Залюбуешься золотом цветущих мимоз и бело-розовым миндалем. Новая часть города напомнила ему петербургские пригороды, чем-то Петергоф, чем-то Павловск. «Это близко моему старорежимному сердцу», – говорил он, неся громоздкий чемодан, некогда забытый у них Адамовичем. Ирина Владимировна шла нагруженная сумками и сумочками.
Живописность местности казалась ослепительной. «Очаровательный городок», – вспоминала через десятилетия Одоевцева. Георгий Иванов тоже поддался этому очарованию. Вот он описывает Йер: «Городок, окруженный с трех сторон (четвертая – море) тремя цепями гор. На первой стоят семь замков, отсюда Людовик Святой уходил в крестовый поход. Вторая цепь вся в соснах и дубах. Третья – покрыта снегом. Видны отовсюду сразу все три». Поначалу все ему нравилось – и то, что город малолюдный («совершенная пустыня»), и что никаких туристов (они появятся летом). «Поплавский[37] говорил: «Париж – чудный город, но его портят французы». Так вот нашего Hyeres’a они не портят».

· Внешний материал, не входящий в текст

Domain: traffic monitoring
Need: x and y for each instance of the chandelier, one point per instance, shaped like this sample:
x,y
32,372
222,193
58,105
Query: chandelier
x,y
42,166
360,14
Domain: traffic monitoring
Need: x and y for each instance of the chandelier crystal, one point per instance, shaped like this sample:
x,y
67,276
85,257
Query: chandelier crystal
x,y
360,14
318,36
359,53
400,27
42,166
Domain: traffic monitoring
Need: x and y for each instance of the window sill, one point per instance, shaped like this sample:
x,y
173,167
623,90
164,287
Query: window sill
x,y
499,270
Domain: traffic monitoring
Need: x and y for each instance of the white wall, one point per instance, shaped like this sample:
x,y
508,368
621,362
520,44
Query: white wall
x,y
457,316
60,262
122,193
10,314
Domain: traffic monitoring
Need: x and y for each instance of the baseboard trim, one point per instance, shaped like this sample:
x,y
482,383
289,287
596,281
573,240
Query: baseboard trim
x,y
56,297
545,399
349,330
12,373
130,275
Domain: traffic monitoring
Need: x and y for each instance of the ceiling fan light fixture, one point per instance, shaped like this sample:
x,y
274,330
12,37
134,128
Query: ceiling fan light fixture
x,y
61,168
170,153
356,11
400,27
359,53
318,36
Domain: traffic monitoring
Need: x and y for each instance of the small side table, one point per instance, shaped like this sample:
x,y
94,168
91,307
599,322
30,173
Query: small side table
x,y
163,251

Г.В. Иванов хорошо знал Французскую Ривьеру, бывал в Каннах и в других городах юга Франции. Впервые он попал сюда в пятнадцатилетнем возрасте, когда его привезли зимой в Ниццу поправляться после перенесенного воспаления легких.
Бывая в Ницце в 20-е и 30-е годы ХХ века, он наслаждался солнцем и яркими красками средиземноморского пейзажа, повторяя строки любимого поэта Тютчева:
О, этот Юг, о, эта Ницца!..
О, как их блеск меня тревожит!
Теперь, через тридцать лет, ему приходил на ум лишь конец строфы:
Жизнь, как подстреленная птица,
Подняться хочет – и не может…
Давший ему приют Йер он называл «богомерзким».
Здесь было слишком жарко. Когда они с И.В. Одоевцевой приехали, только-только начинался 1955 год. Была зима, но температура превышала +15 градусов Цельсия. На ярко-синем небе – ни облачка.
В.П. Крейд пишет:
«Никто достоверно не знает, где суждено умереть. Не знал и он, что конечная станция достигнута, вот тут последняя остановка. Приехав в этот дивный уголок Лазурного Берега в департаменте Вар, он представить не мог, да и не стал бы себе представлять, что именно здесь окончит свои дни».
При этом В.Г. Иванов именно в это время написал И.А. Бунину, жившему довольно близко от Йера, в Грассе[38]:
«Здесь так хорошо, что и помирать неохота, хотя, пожалуй, придется».
В.Г. Иванова и И.В. Одоевцеву поместили в приют для престарелых, который размещался на авеню де Бельжик в заново отремонтированной вилле. Некоторые даже говорили, что это не вилла, а бывший дворец. Он стоял в окружении пышного сада с дорожками и клумбами роскошных роз.
По словам В.П. Крейда, приют предназначался «для иностранцев, французов в него не принимали. Кто-то сказал, что этот старческий дом – «для международной интеллигенции». Вроде да, вроде нет – смотря кого называть интеллигенцией».
Георгию Владимировичу шел шестидесятый год, Ирине Владимировне – пятьдесят девятый[39].
Приют поддерживался французским правительством, и большинство его обитателей были «красные испанцы», бежавшие в 1938 году через испано-французскую границу. Они тоже были изгнанники, беженцы и хорошо понимали судьбы русских, не по своей воле оказавшихся здесь.
Жили в доме и русские, но все они были старше Г.В. Иванова.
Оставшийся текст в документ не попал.